Finally, to ensure the current latest version of the staging branch is fetched from the test server and not the most recent version from the live server, the version module of piper-whistle is invoked to obtain the semantic version name. In the build script, this command is contained within the install-test-pypi.sh
shell script for brevity. The target test-release-pypi-test
is only available on the staging branch and is automatically triggered.
test-release-pypi-test:
stage: post-release-test
rules:
- if: $CI_COMMIT_REF_NAME == "staging"
allow_failure: true
script:
- python3 -m pip install -U pip
- export PGK_NAME="piper_whistle==$(python3 -m src.piper_whistle.version)"
- etc/./install-test-pypi.sh ${PGK_NAME}
- piper_whistle -h
- echo "Setting up search index ..."
- piper_whistle refresh
- echo "Checking if HU is supported ..."
- if [ "hu_HU" = "$(piper_whistle guess hung)" ];
then echo "Found hungarian language support";
else exit 13;
fi
- echo "Checking if model at index 1 is available ..."

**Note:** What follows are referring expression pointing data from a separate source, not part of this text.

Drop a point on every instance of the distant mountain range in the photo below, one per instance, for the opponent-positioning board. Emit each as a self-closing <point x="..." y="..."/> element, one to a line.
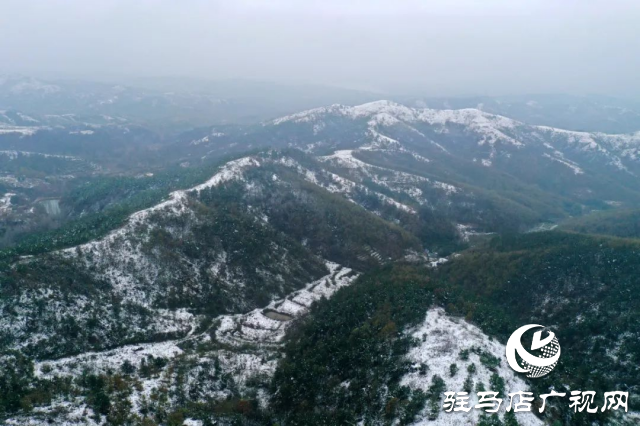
<point x="338" y="265"/>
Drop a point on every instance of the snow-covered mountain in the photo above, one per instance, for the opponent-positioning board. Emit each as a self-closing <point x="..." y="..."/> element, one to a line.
<point x="186" y="306"/>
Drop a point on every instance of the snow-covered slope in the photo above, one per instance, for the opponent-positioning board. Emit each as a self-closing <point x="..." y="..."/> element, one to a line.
<point x="446" y="341"/>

- piper_whistle list -U -l hu_HU -i 1
- echo "Installing model 1 ..."
- piper_whistle install hu_HU 1
- echo "Fetching path of model 1 ..."
- export HU_VOICE_INFO=$(piper_whistle list -S -l hu_HU -i 1)
- export VOICE_NAME="$(echo ${HU_VOICE_INFO} | awk '{ print $1 }')"
- piper_whistle path ${VOICE_NAME}
After installing the package it simply goes through refresh, setup and downloads a voice to test basic functionality.
Getting serious
Publishing to the main index
Analogous to the test release target, release-pypi
is virtually the same, except it is trigger on the release branch and uses the release server configuration in PYPI_LIVE_CONFIG_FILE
instead.
release-pypi:
stage: release
rules:
- if: $CI_COMMIT_REF_NAME == "release"
allow_failure: false
needs:
- job: build-wheel
artifacts: true
script:
- echo "Uploading ..."
- ls -lav build/release
- python3 -m pip install twine
- etc/./upload-pypi.sh pypi "${PYPI_LIVE_CONFIG_FILE}" build/release/*
Gitlab release on repository site
To allow people to directly download the latest built from piper-whistle's repository, the release-gitlab
target makes use of GitLab's base image release-cli exposing attributes for the creation of a new release page. It uses GitLab's release tool to process said attributes.
release-gitlab:
image: registry.gitlab.com/gitlab-org/release-cli:latest
stage: release
rules:
- if: $CI_COMMIT_REF_NAME == "release"
allow_failure: true
needs:
- job: build-wheel
artifacts: true
script:
- echo Tag name = "${VERSION_TAG}"
- echo Release name = "piper-whistle ${VERSION_TAG} wheel"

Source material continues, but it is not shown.